Binary Or'ing them could be one option, however, I'm a bit worried when we start to use this more extensively in future, and say you have 3 or more or'ed combinations (arg3 in this example) where the related size types (arg4 here) could have overlapping semantic meanings, then there wouldn't be strict ordering. Hmm, maybe better to make a list of related pairs so we have strict ordering on what type pairs to expect.

janrueth commented 8 years ago

Hm that sounds like a better idea. Until now, I haven't had a look at the verifier in depth what it actually checks. But after doing so your solution sounds better :). So instead of having one argument, one could have an array of at most (lets say) 6? arguments per register and then simply iterates in the verifier over all pairs of register types?

Like this:

static const struct bpf_func_proto bpf_skb_store_bytes_proto = {
    .func       = bpf_skb_store_bytes,
    .gpl_only   = false,
    .ret_type   = RET_INTEGER,
    .arg1_type  = {ARG_PTR_TO_CTX,          ARG_PTR_TO_CTX,     __ARG_EOL},
    .arg2_type  = {ARG_ANYTHING,            ARG_ANYTHING,       __ARG_EOL},
    .arg3_type  = {ARG_PTR_TO_STACK,        ARG_CONST_MAP_PTR,  __ARG_EOL},
    .arg4_type  = {ARG_CONST_STACK_SIZE,    ARG_PTR_TO_MAP_KEY, __ARG_EOL},
    .arg5_type  = {ARG_ANYTHING,            ARG_ANYTHING,       __ARG_EOL},
};

One would just need to loop in verifier.c (check_call()) and make sure to collect errors and reset the state after each loop.
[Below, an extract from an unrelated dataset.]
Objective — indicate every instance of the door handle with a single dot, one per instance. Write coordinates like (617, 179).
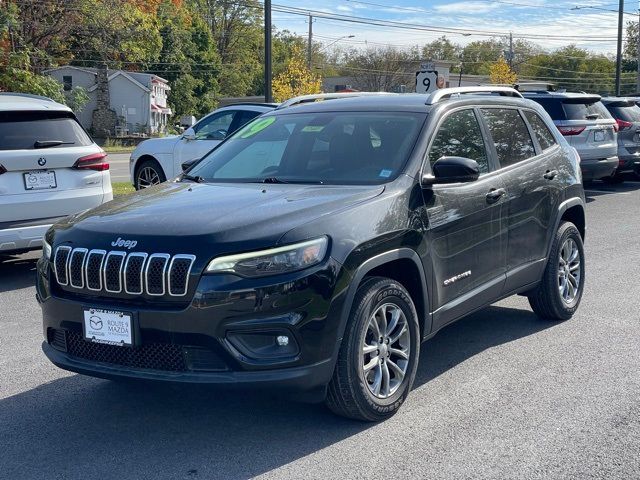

And also a minor change in check_raw_mode() would be required.

If this is a desired solution I would be happy to implement it.

4ast commented 8 years ago

I'd say before changing all bpf_func_proto to the new format let's add new type ARG_PTR_TO_STACK_OR_MAP_VALUE, since I suspect the changes needed in other parts of verifier are more substantial and trickier to do then this naming dilemma. Once it's all done, we can go back and clean up this name bit.